"Where is Claude?" the judge asked, as his wife and two girls took their places at the table. They all remained standing, for the judge held to the custom which his father before him had observed, of waiting until every member of his family was present before sitting down to the table.
"He was invited out to a card-party at the Carltons'," said Mrs. Vernon, slowly.
The judge frowned, but said nothing. They all sat down, and Mrs. Vernon looked carefully across the table at her husband. It was then that she spoke of his look of care, greater, it seemed to her, than usual.
"Have you had a trying day, John?" asked Mrs. Vernon, a little timidly. She did not often venture to question her husband about his duties as judge.
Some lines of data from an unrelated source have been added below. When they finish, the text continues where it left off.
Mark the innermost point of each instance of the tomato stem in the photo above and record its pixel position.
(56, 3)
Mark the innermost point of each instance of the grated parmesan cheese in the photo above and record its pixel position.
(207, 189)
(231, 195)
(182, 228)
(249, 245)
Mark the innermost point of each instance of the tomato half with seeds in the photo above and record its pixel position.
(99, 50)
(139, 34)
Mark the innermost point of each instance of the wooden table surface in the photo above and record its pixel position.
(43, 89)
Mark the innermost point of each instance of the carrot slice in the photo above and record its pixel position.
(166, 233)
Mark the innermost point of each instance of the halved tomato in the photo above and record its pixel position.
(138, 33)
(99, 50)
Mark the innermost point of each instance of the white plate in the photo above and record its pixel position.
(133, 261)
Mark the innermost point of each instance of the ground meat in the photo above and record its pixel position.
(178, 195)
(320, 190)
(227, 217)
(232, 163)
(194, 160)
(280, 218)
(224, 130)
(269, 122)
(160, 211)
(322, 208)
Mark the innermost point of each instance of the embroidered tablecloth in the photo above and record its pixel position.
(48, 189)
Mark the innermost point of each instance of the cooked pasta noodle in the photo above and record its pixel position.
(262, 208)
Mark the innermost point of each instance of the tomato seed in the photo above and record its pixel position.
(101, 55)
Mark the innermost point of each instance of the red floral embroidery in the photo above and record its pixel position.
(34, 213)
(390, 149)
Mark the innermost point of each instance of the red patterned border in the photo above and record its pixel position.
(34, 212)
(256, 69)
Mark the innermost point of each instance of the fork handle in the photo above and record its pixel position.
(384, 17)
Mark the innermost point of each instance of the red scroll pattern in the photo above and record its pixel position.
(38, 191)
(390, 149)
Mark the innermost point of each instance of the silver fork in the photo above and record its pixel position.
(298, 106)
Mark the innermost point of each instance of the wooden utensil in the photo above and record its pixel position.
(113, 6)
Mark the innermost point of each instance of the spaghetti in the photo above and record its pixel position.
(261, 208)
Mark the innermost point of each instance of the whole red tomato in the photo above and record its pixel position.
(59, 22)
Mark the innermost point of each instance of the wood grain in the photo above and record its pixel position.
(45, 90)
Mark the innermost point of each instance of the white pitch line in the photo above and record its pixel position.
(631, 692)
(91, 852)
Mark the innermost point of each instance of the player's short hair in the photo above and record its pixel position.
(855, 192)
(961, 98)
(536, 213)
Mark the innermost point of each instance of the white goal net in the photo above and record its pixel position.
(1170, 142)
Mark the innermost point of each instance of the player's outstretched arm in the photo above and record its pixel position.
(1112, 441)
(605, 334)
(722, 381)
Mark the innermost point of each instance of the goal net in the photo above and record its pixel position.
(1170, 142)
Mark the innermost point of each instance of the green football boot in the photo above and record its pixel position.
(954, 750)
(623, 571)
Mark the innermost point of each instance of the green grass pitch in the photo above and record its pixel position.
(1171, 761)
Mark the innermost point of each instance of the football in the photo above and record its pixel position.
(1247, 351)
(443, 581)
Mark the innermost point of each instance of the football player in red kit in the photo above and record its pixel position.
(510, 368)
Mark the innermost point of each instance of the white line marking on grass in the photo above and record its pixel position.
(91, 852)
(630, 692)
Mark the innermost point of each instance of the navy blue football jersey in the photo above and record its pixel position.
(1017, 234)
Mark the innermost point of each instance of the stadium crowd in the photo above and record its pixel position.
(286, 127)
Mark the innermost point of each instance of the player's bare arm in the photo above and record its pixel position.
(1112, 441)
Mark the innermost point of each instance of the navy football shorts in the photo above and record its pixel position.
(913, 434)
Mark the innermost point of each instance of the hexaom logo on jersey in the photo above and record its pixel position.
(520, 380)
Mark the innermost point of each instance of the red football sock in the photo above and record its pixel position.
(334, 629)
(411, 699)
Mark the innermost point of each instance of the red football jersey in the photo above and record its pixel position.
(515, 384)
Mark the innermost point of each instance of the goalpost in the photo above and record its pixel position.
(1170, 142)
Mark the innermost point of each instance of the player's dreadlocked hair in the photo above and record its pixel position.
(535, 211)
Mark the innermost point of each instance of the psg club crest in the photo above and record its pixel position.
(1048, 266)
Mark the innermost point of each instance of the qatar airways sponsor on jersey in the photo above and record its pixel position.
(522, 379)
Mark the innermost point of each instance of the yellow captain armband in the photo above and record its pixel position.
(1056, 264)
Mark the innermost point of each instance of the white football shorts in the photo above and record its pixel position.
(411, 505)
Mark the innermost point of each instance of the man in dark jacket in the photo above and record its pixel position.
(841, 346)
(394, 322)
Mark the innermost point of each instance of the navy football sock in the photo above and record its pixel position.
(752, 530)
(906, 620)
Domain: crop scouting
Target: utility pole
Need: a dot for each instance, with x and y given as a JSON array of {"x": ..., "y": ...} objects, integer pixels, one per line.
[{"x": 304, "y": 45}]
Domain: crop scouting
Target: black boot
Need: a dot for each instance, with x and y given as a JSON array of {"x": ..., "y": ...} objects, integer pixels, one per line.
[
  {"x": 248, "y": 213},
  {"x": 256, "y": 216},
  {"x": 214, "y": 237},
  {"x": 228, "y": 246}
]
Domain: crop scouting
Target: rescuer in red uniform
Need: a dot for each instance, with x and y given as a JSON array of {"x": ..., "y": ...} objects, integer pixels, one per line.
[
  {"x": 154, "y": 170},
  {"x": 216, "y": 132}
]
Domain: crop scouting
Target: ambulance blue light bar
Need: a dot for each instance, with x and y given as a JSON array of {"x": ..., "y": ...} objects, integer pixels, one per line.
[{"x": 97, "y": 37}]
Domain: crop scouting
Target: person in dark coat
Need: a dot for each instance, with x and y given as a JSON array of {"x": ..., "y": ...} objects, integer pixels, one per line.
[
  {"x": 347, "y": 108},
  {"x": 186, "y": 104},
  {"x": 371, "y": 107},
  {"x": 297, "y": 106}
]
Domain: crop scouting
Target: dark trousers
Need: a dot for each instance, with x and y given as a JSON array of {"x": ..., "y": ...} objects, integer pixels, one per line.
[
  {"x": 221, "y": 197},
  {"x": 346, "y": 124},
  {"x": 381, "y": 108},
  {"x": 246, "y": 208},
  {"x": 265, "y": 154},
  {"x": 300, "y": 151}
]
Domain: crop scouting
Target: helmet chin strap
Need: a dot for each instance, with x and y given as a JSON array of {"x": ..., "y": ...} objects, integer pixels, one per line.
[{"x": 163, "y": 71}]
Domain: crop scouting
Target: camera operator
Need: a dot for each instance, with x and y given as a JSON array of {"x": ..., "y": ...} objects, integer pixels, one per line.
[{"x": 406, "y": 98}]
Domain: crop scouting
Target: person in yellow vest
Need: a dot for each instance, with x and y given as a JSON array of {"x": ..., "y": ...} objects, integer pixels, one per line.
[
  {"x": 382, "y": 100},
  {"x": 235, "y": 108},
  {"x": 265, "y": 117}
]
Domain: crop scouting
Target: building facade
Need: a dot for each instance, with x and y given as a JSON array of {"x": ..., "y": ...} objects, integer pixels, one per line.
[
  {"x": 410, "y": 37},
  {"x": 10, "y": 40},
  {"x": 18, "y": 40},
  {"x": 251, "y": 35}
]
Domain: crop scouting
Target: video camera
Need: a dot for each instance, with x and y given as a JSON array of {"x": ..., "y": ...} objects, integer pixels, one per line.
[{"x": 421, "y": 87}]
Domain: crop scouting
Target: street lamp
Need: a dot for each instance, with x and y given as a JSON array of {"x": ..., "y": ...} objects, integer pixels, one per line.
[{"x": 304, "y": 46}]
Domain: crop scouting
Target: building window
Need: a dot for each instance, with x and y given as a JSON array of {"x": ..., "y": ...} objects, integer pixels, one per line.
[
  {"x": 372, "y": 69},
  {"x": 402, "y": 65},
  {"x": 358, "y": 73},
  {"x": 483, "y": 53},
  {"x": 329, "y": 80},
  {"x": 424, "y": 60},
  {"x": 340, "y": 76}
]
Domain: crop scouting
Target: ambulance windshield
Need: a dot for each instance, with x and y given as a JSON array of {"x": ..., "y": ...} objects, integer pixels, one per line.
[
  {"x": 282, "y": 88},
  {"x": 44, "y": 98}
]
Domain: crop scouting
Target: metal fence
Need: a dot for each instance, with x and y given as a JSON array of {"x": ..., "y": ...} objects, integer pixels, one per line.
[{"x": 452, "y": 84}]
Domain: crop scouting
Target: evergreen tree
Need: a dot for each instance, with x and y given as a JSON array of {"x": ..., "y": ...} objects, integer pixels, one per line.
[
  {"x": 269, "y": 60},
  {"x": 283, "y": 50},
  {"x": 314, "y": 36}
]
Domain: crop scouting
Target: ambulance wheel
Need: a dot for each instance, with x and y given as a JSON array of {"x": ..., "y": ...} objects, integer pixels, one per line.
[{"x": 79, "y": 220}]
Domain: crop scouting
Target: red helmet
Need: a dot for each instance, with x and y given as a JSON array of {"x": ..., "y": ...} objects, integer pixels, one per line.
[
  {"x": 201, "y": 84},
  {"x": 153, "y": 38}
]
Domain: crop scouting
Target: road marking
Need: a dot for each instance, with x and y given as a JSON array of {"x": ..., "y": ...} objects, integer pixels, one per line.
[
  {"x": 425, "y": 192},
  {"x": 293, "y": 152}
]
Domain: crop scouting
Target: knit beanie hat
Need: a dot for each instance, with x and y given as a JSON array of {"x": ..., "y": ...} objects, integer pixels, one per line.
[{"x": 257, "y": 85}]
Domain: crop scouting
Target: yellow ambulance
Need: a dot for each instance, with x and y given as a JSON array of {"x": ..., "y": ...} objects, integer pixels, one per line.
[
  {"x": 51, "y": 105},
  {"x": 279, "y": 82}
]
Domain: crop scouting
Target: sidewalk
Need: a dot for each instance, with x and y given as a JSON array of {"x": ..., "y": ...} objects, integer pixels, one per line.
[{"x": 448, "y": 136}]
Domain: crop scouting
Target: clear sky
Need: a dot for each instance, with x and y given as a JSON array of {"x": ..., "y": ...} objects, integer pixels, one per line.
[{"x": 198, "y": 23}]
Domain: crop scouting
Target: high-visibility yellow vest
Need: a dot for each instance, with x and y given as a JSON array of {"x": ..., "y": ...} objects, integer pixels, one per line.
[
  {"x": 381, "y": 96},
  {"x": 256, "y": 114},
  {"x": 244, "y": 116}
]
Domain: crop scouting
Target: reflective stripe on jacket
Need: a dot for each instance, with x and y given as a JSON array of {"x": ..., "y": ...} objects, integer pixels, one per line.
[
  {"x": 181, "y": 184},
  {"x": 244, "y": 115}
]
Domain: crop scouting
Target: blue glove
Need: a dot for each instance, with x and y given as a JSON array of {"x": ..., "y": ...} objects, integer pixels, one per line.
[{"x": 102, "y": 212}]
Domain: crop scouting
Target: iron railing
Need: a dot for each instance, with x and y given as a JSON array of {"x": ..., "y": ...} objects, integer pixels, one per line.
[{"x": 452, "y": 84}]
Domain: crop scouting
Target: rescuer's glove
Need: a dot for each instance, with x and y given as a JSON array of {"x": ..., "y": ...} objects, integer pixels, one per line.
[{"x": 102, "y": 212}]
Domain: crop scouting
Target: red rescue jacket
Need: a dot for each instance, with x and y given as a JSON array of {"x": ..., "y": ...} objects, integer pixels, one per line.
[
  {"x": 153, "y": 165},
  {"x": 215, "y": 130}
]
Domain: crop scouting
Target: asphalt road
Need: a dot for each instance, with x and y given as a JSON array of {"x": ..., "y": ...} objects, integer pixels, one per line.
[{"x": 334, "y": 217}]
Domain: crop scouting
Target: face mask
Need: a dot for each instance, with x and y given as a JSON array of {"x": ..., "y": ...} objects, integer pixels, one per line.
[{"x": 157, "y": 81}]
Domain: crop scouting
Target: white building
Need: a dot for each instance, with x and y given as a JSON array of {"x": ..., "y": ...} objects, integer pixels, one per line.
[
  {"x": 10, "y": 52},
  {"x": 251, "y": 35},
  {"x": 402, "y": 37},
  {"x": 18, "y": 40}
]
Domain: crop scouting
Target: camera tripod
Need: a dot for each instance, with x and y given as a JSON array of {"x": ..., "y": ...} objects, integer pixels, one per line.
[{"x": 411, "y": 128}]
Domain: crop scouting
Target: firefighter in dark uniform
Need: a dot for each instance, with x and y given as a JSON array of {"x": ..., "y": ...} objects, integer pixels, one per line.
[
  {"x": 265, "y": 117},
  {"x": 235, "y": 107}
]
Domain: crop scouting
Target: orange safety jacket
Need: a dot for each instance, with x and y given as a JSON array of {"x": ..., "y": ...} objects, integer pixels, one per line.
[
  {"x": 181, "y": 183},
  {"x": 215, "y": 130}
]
"Yes," Judge Vernon answered, almost curtly. Then he looked across at his wife, and went on in a different tone. "The fact is, Eliza, the condition of affairs out at Freetown is getting desperate. To-day I sentenced one of the boys from that district to twenty years for a shooting affray. That makes over fifteen criminal cases from that neighborhood in two weeks. Crime and rowdyism of every description seem to be on the increase there."
"Why don't you double up the sentences, father?" asked one of the girls, a stylishly dressed young woman.
Judge Vernon looked at her, and smiled slightly.
"I'm afraid that doubling the sentences is not the cure for the crimes committed. In fact, Isabel, I am afraid that the heavier the sentence, the more the convicted criminals are regarded as heroes by their companions and so regard themselves."
"There ought to be some law to prevent the dreadful state of things in Freetown," said Winifred, the other girl, a little younger than her sister. "Claude was telling me the other day that the hardest, worst elements in the city are crowded into Freetown, and that it isn't safe to walk through it after midnight. Just think of it! Right near the best residence part of the city, too. I think there ought to be a law compelling those folks to sell out to the white people!" continued Winifred, whose ideas of law were somewhat vague and general.
"I'm afraid they are there to stay," said Judge Vernon, absently. He seemed to be brooding over something, and even the light-minded Isabel was afraid to interrupt her somewhat stern father when he looked that way. He did not speak for some time, and then, as the girls were talking over a theatre party to be formed for an evening of that week, Judge Vernon suddenly asked again about his son.